South Africa defends planned military drills with Russia and China

By Carien Du Plessis

PRETORIA (Reuters) -South Africa’s foreign minister on Monday deflected criticism of joint military drills planned with Russia and China, saying that hosting such exercises with “friends” was the “natural course of relations.”

Naledi Pandor made her comments during a meeting with Russian Foreign Minister Sergei Lavrov, who was visiting South Africa 11 months after Russia’s invasion of Ukraine.

A South African official, who declined to be identified because they were not authorised to speak, said Lavrov would afterwards visit Eswatini, Botswana and Angola.

South Africa is one of Russia’s most important allies on a continent divided over the invasion and Western attempts to isolate Moscow because of its military actions.

Lavrov visited a day before U.S. Treasury Secretary Janet Yellen was due to arrive in South Africa, part of a lengthy trip to the continent designed to shore up ties with the United States.

In Washington, the White House expressed worry about South Africa’s military plans.

“The United States has concerns about any country … exercising with Russia as Russia wages a brutal war against Ukraine,” White House press secretary Karine Jean-Pierre said.

She said she had no information to provide about conversations with South Africa on the matter.

Some opposition parties and South Africa’s small Ukrainian community have said that hosting Lavrov is insensitive.

FEBRUARY DRILLS

South Africa says it is impartial on the Ukraine conflict and has abstained from voting on U.N. resolutions on the war.

It has close ties with Moscow, a friend of the governing African National Congress when it was a liberation movement opposing white minority rule, and will host a joint exercise with Russia and China on its east coast from Feb. 17-27.

“All countries conduct military exercises with friends worldwide. It’s the natural course of relations,” Pandor, alongside Lavrov, told reporters in the capital, Pretoria.

The exercise will be under way on Feb. 24, the anniversary of what Russia calls its “special military operation”. Ukraine and its allies accuse Russia of an imperial-style land grab from its neighbour and fellow ex-Soviet republic.

South African President Cyril Ramaphosa’s government has expressed a desire to mediate in the Ukraine conflict as a neutral party.

Pandor emphasised that, though South Africa had initially called on Russia to withdraw from Ukraine unilaterally, that was no longer its position.

“To repeat that … to Mr Lavrov today would make me appear quite simplistic and infantile, given the massive transfer of arms (to Ukraine) … and all that has occurred (since),” she said.

NEUTRALITY

South Africa has little trade with Russia but champions a world view – favoured by China and Russia – that seeks to undo perceived U.S.-hegemony in favour of a “multipolar” world in which geopolitical power is more diffuse.

Lavrov said the military drills were transparent and that Russia, China and South Africa had provided all relevant information.
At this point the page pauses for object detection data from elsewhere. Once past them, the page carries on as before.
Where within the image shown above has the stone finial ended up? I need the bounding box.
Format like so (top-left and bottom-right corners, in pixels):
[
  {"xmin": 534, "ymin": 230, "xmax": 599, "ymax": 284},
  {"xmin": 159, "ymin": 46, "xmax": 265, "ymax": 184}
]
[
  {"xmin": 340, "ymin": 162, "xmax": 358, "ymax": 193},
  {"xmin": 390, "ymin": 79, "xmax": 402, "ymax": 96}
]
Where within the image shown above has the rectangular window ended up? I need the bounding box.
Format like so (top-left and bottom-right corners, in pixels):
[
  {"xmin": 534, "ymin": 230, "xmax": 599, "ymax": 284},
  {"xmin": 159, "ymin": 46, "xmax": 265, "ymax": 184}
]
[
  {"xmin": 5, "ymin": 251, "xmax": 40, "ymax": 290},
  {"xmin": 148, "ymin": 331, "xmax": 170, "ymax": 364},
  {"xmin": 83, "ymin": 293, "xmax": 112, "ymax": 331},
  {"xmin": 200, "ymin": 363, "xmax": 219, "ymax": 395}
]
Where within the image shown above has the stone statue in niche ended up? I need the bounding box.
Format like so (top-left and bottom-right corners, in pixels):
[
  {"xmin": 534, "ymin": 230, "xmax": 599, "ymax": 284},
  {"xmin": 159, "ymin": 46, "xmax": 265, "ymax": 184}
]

The South African armed forces said last week the exercise was a “means to strengthen the already flourishing relations between South Africa, Russia and China”.

Russia’s TASS news agency reported on Monday that a Russian warship armed with new generation hypersonic cruise weapons would take part in the drills.

Lavrov was visiting ahead of a Russia-Africa summit in July. There was no official public comment from the Ukrainian embassy but officials said it had asked the South African government to help push a Ukrainian peace plan.

Pandor has said South Africa will not be dragged into taking sides, and has accused the West of condemning Russia while ignoring issues such as Israel’s occupation of Palestinian territory.

“As South Africa, we consistently articulate that we will always stand ready to support the peaceful resolution of conflicts on the (African) continent and throughout the globe,” Pandor said in earlier remarks on Monday.